Question:
Given a binary tree, get the difference of the sum of the nodes at odd level and sum of the nodes at even level.
Example:
Consider the image given below:
Form the image above,
The sum of nodes at odd level is 16 + 7 + 15 + 18 + 30 = 86
The sum of nodes at even level is 10 + 25 = 35
So the output should be 86 – 35 = 51
Solution:
This problem can be solved by recursive traversal.
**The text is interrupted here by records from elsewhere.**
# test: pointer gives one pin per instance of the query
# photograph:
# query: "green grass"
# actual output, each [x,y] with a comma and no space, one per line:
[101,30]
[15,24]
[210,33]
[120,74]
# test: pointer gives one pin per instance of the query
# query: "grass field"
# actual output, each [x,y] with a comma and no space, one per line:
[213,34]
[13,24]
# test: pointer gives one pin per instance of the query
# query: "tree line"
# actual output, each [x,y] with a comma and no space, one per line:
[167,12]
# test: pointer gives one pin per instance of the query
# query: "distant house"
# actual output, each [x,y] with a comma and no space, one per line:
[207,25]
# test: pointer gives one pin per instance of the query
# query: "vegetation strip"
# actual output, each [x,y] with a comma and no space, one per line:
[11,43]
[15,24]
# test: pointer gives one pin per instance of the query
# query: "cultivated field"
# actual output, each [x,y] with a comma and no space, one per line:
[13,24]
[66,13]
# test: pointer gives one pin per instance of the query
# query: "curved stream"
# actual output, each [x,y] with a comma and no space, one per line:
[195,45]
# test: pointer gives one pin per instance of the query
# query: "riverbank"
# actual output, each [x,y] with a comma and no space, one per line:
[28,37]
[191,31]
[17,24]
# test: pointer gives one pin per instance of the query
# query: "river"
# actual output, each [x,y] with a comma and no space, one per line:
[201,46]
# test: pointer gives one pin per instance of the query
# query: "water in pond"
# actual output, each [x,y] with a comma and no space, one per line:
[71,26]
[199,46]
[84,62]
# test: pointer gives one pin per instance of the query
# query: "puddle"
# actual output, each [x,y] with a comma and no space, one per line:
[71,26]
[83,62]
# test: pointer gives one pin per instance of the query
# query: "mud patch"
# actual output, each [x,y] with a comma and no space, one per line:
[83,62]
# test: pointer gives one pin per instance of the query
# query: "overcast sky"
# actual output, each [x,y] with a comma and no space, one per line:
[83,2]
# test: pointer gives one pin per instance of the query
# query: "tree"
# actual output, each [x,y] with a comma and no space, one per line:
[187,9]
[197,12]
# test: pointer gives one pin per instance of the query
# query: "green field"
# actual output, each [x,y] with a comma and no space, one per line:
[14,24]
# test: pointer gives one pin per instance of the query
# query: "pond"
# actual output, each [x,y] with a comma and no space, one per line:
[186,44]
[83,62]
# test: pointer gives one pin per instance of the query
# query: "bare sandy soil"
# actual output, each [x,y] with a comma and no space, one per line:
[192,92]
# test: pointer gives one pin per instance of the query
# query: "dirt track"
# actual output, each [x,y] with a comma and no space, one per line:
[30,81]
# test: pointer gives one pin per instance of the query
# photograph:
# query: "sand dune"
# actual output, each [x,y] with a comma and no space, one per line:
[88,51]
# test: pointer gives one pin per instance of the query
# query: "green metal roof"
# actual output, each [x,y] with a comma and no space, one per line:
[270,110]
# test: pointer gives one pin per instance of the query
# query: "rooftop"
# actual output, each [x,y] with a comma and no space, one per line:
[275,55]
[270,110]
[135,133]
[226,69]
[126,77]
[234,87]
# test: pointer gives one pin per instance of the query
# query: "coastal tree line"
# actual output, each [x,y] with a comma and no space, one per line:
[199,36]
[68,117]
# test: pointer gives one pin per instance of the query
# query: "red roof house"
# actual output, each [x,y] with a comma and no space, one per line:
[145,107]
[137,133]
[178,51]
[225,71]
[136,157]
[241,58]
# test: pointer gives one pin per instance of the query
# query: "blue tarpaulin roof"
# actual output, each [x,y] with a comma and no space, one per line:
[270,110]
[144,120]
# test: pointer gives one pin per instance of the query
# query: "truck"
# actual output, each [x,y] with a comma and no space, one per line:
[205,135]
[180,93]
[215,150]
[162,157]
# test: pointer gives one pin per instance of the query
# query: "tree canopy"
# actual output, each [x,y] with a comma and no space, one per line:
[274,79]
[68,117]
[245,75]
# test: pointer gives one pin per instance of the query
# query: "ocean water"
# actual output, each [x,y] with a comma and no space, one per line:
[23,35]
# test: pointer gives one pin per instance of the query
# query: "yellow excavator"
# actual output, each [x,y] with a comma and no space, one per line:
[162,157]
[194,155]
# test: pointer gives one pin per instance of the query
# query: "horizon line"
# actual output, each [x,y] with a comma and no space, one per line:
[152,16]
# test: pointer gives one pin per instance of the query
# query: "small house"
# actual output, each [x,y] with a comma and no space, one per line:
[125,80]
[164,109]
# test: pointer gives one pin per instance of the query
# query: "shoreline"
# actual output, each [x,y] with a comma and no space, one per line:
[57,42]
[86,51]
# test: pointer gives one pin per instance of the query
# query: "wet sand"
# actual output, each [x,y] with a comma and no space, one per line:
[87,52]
Assume if you have only one node, and no left and right node.
Now, you will do
root – left_node – right_node
= 16 – 0 – 0 = 16
Suppose,
if you have left and right children as shown below:
root – left_node – right_node
= 16 – 10 – 25 = -19
We apply similar logic to all the nodes.
return root->data – get_level_diff(root->left) – get_level_diff(root->right);
We call “get_level_diff” recursively for left and right nodes, and arrive at the solution.
Recursion Visualization:
As we are calling the “get_level_diff” recursively, let us understand how it will work:
We take an empty stack, and stack will grow as follows:
So we perform similar recursive call to all the nodes and arrive at our solution.
Solution in C++
#include <iostream>
using namespace std;
// structure to hold binary tree node
struct Node
{
int data;
Node *left, *right;
Node(int data)
{
this->data = data;
this->left = this->right = nullptr;
}
};
int get_level_diff(Node *root)
{
// Base case
if (root == NULL)
return 0;
return root->data - get_level_diff(root->left) -
get_level_diff(root->right);
}
int main()
{
Node* root = nullptr;
/* Binary tree:
16
/ \
/ \
10 25
/ \ / \
/ \ / \
7 15 18 30
*/
root = new Node(16);
root->left = new Node(10);
root->right = new Node(25);
root->left->left = new Node(7);
root->left->right = new Node(15);
root->right->left = new Node(18);
root->right->right = new Node(30);
cout<<"Solution = " << get_level_diff(root)<<endl;
return 0;
}
Output:
Solution = 51